Le 5 juin, le groupe Wagner, une « société militaire privée » (SMP) russe autoproclamée qui était depuis des années la force dominante de la Russie sur le continent africain, a annoncé son retrait du Mali.

Saluant les succès présumés du groupe au cours de ses trois ans et demi de présence au Mali, Wagner a déclaré sur sa chaîne Telegram officielle que sa « mission était terminée » et qu’il « rentrait chez lui ».

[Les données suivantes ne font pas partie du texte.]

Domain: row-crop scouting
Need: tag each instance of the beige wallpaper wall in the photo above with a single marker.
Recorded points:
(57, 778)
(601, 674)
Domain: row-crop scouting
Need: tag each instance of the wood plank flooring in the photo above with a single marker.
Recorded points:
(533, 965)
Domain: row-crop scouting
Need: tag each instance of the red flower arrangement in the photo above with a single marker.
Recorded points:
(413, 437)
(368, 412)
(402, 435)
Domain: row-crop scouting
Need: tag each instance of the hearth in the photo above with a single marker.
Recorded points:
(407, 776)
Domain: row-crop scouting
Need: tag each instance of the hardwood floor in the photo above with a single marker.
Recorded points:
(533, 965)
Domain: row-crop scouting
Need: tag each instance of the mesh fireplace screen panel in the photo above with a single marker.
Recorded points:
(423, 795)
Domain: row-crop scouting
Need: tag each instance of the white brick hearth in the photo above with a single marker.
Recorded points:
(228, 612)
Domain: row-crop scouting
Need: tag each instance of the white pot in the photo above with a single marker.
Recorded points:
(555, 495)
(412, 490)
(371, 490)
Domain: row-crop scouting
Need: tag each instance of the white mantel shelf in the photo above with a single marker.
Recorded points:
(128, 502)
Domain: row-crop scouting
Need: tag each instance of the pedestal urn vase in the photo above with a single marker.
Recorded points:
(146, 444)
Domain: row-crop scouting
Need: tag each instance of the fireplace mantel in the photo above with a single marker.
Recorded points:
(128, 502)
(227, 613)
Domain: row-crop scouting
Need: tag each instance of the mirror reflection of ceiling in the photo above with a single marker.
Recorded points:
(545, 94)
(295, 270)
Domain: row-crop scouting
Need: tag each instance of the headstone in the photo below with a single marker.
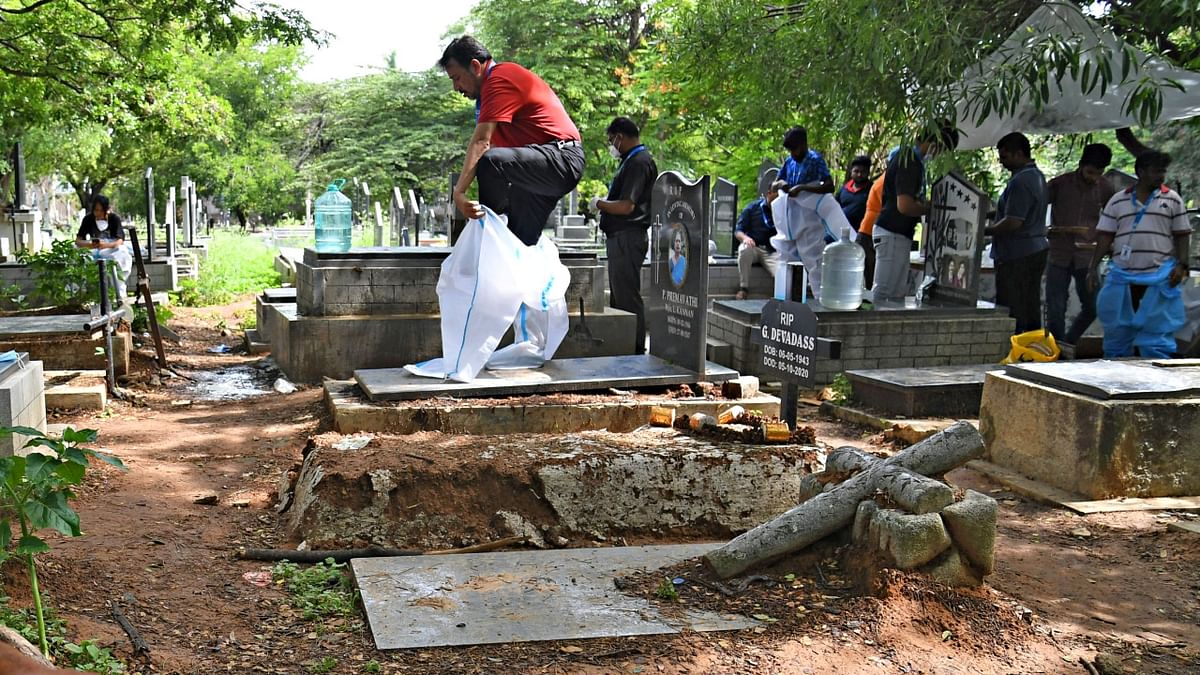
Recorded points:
(725, 213)
(954, 242)
(184, 195)
(789, 339)
(677, 302)
(171, 222)
(150, 214)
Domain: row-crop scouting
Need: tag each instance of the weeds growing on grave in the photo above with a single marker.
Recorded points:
(34, 495)
(318, 591)
(85, 655)
(235, 264)
(841, 389)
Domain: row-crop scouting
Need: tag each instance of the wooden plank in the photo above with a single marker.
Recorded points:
(1185, 526)
(1051, 495)
(558, 375)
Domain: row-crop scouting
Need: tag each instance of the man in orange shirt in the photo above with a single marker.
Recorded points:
(526, 150)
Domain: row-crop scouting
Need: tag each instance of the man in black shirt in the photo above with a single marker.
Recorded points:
(102, 232)
(625, 219)
(904, 204)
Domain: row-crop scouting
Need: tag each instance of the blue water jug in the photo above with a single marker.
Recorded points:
(334, 220)
(841, 274)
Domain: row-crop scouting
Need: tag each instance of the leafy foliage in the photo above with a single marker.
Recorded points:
(319, 591)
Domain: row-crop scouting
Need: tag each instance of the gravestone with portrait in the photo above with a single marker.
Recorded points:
(954, 243)
(725, 214)
(676, 303)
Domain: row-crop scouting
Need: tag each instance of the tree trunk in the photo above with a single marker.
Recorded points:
(828, 512)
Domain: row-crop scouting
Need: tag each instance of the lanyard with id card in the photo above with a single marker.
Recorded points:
(1127, 250)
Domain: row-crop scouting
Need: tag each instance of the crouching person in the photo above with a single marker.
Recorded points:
(1146, 231)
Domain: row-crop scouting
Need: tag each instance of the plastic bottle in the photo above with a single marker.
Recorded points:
(333, 219)
(841, 274)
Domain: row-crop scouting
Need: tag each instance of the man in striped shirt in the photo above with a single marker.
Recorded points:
(1146, 231)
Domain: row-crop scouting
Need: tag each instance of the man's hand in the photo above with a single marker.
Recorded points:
(1179, 273)
(468, 208)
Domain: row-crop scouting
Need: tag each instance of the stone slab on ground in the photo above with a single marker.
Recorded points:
(353, 412)
(1098, 448)
(1113, 380)
(516, 597)
(558, 375)
(949, 390)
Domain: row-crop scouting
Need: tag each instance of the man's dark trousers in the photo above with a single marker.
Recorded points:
(1057, 286)
(526, 183)
(627, 251)
(1019, 288)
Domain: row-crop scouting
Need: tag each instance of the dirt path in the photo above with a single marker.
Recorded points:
(1131, 587)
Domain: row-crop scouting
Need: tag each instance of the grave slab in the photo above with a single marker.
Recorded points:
(949, 390)
(558, 375)
(521, 596)
(1113, 380)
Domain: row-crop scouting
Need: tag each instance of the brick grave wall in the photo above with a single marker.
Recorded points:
(877, 340)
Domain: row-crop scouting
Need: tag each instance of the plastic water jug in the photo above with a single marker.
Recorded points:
(333, 219)
(841, 274)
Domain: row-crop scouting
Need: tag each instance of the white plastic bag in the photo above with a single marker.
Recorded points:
(489, 282)
(802, 226)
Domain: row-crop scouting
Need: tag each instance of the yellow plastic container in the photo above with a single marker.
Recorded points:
(1033, 346)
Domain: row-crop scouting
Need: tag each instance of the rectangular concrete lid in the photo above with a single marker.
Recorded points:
(1105, 380)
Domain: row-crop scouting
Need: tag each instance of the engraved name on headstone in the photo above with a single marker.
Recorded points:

Cette déclaration a toutefois laissé plusieurs questions sans réponse. Deux d’entre elles se sont particulièrement démarquées : qui comblera le vide du pouvoir au Mali et qu’adviendra-t-il de la présence de Wagner sur le reste du continent, notamment en République centrafricaine (RCA) ?

Ces deux questions sont éclipsées par la présence croissante en Afrique d’un groupe paramilitaire russe rival : l’Africa Corps.

Qu’est-ce que l’Africa Corps et en quoi diffère-t-il de Wagner ?

Ces deux questions sont éclipsées par la présence croissante en Afrique d’un groupe paramilitaire russe rival : l’Africa Corps.

L’Africa Corps (AC) est un groupe paramilitaire affilié au ministère russe de la Défense, souvent considéré comme le successeur de Wagner.

Selon sa propre chaîne Telegram, il a été fondé « après le sommet Russie-Afrique à Saint-Pétersbourg en juillet 2023 afin d’étendre la présence militaire russe sur le continent africain et au Moyen-Orient ».

Sa création a coïncidé avec la mort des tristement célèbres dirigeants de Wagner, Yevgeny Prigozhin et Dmitry Utkin, dans un accident d’avion en août 2023, qui a porté un coup dur au groupe, provoquant des divisions internes et le laissant temporairement sans dirigeant.

Au moment de sa création, l’Africa Corps était connu sous le nom de « Russian Expeditionary Corps » (REC ; REK) et était considéré comme une filiale de Redut, une « pseudo-société militaire privée » contrôlée par le ministère de la Défense. En décembre 2023, il a été rebaptisé Africa Corps. À un moment donné par la suite, il semble avoir soit pris son indépendance vis-à-vis de Redut, soit absorbé cette dernière.

Le corps ne nomme pas ouvertement ses commandants. Cependant, de nombreux commentateurs ont établi un lien entre le vice-ministre de la Défense Yunus-Bek Yevkurov et l’ancien commandant de la SMP Wagner Andrei Troshev (qui serait à la tête de Redut) et le groupe.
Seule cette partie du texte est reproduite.